The question forms the title of a recent press release sent out by North Yorkshire County Council on behalf of the York, North Yorkshire and East Riding Local Enterprise Partnership.

It is accompanied by a photo of Stephen Burwood, from Institute of Directors North Yorkshire, Shaun Watts, from Leeds, York and North Yorkshire Chamber, Etta Cohen, from Forward Ladies and Simon Williams, from the Federation of Small Businesses – each donning ‘Ghostbuster’ outfits.

The LEP is launching a campaign on the benefits of business to business networking following the closure of Business Link Yorkshire, a tax-payer funded business advice service. It is developing a searchable database of the region’s business networks, which will be launched on its new website in January 2012. The site will also be a resource for business events, news and intelligence.

While the message is a simple one, its link to the 1980s science fiction film is less obvious...

Powerpoint drain

WE’VE all heard of “cognitive overload” or “death by powerpoint”.

But how much time do we waste locked in stuffy rooms, being bored to tears by dire presentations?

Steve McDermott, the Leeds-based motivational speaker and author, thinks he knows the answer.

He’s preparing for the annual conference of the Confident Club – an organisation that helps business people improve their public speaking and networking skills – which is due to be held at the Holiday Inn in Brighouse, West Yorkshire, on Friday January 13 2012 from 9am.

If you want to hold an audience in the palm of your hand, then it seems you need some ‘killer memory’ techniques.

Mr McDermott told Diary: “According to Microsoft there are more than 30 million powerpoint presentations made every day.”

Mr McDermott estimates that our over-reliance on powerpoint is responsible for wasting an average of 15 million ‘person hours’ per day.

He added: “At an average salary of $32,000 per year for those attending the meeting, the cost is a staggering $252m each day” .

“Having sat through hundreds of powerpoint presentations I would say at least 95 per cent are truly awful. That’s because people abuse not use powerpoint.

“The main abuse is that it isn’t used for the audiences benefit but just to help the presenter plan and remember where they are and what they are going to say.”

According to Mr McDermott, the “number one” alternative to “death by powerpoint is to become a master teller of your own stories”.

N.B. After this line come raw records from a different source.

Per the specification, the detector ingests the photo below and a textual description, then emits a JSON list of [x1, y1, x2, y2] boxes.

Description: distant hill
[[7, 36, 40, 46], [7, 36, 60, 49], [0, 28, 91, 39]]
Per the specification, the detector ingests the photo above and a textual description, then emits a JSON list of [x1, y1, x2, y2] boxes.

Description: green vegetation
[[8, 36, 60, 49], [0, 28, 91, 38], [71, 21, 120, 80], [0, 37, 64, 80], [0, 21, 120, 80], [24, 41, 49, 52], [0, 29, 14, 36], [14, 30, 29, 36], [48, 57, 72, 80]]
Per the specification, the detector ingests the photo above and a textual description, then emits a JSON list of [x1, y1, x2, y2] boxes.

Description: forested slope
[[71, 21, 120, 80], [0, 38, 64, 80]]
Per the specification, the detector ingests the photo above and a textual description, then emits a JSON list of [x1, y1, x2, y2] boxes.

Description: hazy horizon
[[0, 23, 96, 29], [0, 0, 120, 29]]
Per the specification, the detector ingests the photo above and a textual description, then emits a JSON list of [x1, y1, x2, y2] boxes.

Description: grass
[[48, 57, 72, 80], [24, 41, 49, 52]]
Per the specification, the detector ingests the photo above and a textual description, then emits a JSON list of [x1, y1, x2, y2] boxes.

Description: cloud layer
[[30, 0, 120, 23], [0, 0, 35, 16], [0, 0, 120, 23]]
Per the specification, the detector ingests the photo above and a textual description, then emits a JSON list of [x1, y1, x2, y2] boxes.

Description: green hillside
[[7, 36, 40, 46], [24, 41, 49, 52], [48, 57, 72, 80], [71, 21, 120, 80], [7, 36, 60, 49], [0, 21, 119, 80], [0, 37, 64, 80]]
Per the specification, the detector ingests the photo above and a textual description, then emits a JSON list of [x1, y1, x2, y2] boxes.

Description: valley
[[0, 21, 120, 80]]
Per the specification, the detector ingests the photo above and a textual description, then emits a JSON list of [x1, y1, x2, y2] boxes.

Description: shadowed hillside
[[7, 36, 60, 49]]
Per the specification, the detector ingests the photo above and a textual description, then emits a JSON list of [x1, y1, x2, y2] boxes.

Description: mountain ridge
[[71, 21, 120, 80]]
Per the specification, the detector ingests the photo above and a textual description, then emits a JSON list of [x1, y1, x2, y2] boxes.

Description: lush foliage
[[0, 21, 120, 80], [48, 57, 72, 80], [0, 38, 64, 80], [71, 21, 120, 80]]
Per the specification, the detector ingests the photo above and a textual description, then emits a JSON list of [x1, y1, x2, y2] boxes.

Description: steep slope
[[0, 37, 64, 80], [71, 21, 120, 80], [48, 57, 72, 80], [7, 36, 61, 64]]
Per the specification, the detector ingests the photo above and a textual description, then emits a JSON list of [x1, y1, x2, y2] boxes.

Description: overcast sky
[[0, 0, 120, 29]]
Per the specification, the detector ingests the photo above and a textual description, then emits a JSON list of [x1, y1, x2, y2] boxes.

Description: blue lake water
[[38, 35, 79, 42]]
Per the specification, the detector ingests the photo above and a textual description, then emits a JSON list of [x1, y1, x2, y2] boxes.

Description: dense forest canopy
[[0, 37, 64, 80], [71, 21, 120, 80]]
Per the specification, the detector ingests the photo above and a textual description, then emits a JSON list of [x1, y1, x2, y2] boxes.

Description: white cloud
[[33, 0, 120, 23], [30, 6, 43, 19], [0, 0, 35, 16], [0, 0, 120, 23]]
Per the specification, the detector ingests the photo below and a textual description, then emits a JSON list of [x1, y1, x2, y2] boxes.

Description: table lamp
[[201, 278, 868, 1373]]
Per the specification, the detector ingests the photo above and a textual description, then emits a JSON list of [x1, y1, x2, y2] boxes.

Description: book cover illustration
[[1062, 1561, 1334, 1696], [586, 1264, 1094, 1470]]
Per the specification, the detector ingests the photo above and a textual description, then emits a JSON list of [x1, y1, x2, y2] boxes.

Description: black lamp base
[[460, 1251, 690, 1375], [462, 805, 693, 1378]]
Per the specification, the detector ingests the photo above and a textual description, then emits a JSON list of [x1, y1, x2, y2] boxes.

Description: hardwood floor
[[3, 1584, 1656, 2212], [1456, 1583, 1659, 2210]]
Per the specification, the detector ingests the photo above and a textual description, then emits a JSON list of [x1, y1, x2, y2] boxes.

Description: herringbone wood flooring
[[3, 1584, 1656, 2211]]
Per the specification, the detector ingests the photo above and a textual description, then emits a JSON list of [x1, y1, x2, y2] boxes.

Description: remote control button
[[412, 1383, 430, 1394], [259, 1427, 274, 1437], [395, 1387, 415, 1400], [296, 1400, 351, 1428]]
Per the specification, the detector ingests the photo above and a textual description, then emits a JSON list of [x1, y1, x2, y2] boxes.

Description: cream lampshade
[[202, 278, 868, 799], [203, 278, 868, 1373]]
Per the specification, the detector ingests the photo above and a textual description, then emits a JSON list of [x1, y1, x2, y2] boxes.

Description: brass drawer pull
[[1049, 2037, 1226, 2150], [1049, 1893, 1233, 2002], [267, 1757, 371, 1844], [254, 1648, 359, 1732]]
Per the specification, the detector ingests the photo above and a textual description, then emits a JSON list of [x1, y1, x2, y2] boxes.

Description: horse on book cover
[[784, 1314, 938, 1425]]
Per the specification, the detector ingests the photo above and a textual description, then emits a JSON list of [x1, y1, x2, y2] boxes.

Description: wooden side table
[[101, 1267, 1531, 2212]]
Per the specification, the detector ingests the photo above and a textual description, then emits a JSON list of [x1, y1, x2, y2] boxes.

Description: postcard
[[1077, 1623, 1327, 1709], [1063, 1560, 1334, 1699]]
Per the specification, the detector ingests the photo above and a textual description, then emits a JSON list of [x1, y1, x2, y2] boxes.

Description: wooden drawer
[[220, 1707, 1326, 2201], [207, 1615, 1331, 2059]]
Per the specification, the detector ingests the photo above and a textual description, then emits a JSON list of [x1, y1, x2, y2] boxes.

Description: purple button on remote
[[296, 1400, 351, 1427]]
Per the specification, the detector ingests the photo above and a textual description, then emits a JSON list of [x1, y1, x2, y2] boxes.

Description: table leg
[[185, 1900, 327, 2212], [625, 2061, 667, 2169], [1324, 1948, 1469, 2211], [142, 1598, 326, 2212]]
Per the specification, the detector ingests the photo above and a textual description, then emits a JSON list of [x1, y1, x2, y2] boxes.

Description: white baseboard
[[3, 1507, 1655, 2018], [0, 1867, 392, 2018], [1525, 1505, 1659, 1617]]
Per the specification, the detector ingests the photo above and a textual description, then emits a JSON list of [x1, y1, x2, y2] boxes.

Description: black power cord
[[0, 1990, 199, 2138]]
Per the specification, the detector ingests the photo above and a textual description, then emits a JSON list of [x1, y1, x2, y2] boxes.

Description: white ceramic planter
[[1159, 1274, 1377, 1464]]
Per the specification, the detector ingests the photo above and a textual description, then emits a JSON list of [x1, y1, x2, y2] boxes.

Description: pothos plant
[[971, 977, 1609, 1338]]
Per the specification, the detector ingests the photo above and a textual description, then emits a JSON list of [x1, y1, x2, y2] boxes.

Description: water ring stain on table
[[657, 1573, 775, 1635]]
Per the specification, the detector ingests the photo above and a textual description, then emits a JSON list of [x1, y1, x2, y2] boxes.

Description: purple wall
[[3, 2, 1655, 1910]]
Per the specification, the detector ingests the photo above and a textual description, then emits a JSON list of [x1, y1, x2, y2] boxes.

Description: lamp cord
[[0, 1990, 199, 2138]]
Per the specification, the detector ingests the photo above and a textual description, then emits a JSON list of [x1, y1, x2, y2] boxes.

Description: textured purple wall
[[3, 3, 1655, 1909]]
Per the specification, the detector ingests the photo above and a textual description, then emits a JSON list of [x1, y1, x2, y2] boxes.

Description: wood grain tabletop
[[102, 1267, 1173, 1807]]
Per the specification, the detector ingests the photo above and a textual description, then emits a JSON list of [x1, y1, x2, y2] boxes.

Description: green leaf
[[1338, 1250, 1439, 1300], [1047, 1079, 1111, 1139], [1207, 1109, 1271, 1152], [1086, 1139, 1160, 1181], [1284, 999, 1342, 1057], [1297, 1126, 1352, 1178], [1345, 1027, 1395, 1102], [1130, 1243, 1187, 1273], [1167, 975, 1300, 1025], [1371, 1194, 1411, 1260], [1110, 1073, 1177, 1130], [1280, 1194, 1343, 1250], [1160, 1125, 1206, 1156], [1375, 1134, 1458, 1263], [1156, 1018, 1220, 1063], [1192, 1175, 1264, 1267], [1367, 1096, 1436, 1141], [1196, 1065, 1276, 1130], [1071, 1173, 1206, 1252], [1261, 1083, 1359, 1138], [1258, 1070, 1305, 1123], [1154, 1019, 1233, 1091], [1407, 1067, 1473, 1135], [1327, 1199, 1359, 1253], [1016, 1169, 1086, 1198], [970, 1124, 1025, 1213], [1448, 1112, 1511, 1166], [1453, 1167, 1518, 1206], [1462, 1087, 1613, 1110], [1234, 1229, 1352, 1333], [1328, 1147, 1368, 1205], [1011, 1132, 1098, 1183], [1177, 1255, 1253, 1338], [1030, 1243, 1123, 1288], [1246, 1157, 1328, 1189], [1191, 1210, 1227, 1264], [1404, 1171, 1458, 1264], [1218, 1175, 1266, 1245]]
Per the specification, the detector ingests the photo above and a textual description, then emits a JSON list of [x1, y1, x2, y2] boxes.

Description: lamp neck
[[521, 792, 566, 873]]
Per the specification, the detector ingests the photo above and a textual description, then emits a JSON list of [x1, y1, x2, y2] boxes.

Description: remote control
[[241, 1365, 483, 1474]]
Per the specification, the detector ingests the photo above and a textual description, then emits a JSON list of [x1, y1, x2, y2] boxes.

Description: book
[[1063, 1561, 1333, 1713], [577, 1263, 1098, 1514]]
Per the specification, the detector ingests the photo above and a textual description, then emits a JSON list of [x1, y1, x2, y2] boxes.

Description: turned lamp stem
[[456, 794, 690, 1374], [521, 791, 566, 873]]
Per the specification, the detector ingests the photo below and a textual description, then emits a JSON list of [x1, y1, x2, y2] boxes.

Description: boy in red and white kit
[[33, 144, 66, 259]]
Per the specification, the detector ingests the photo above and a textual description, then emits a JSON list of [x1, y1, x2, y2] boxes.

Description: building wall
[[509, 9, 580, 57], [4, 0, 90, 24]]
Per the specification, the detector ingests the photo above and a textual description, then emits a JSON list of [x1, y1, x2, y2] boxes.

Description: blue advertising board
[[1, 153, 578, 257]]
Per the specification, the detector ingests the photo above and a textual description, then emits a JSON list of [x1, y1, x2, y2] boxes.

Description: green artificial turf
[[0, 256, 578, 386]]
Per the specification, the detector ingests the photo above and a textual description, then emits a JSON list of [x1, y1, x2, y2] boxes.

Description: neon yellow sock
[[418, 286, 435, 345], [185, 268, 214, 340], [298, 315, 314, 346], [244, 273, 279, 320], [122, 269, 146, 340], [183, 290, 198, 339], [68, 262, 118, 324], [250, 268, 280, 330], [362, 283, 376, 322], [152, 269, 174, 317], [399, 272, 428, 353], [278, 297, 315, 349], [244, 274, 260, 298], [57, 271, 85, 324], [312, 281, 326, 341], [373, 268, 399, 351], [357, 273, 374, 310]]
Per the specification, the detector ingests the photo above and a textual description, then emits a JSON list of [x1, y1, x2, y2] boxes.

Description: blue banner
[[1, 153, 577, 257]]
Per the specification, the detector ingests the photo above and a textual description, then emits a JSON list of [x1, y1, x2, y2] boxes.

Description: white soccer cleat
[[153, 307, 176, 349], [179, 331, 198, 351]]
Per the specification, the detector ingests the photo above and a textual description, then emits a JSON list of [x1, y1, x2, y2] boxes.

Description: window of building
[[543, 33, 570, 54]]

So perhaps it’s time to revive the lost art of speaking without notes?

Maiden heaven

THE world of car design has allowed Peter Horbury to fulfil a childhood dream, travel the world and work on some of the industry’s top creations.

But partying with big name musicians probably wasn’t something he was expecting would result from a career in car design.

On one occasion, Mr Horbury, now vice president, design, at Chinese car maker Geely Group, found himself on a night out with heavy metal band Iron Maiden.

Mr Horbury, who has had a long career with Volvo Car Corporation, spent some of his childhood in Yorkshire and now lives in Gothenberg, Sweden, said: “It is a fairly high profile world the designer moves in and you meet people all the time.

“I was out with Iron Maiden when they were in Gothenberg playing here.

“It’s one of the bonuses you have in the business because they are car enthusiasts.”

Boris, the next PM?

WHO will be the next Prime Minister?

If Chancellor George Osborne fails with his UK turnaround plan, the door to Number 10 could be open to Boris Johnson, the Mayor of London.

Martin Vander Weyer, the Helmsley-based author, worked with Mr Johnson at The Spectator, the right-wing magazine he used to edit.

“He’s huge fun,” said Mr Vander Weyer, “and full of mischief and bonhomie.

“He always managed to get a good team around him to make sure the magazine got to press.”

But is he really Prime Minister material?

“I have seen Boris say he wants to be Prime Minister and I believe he does want to be.

“He certainly would cheer the mood up. He just needs to make sure he has a strong team around him.”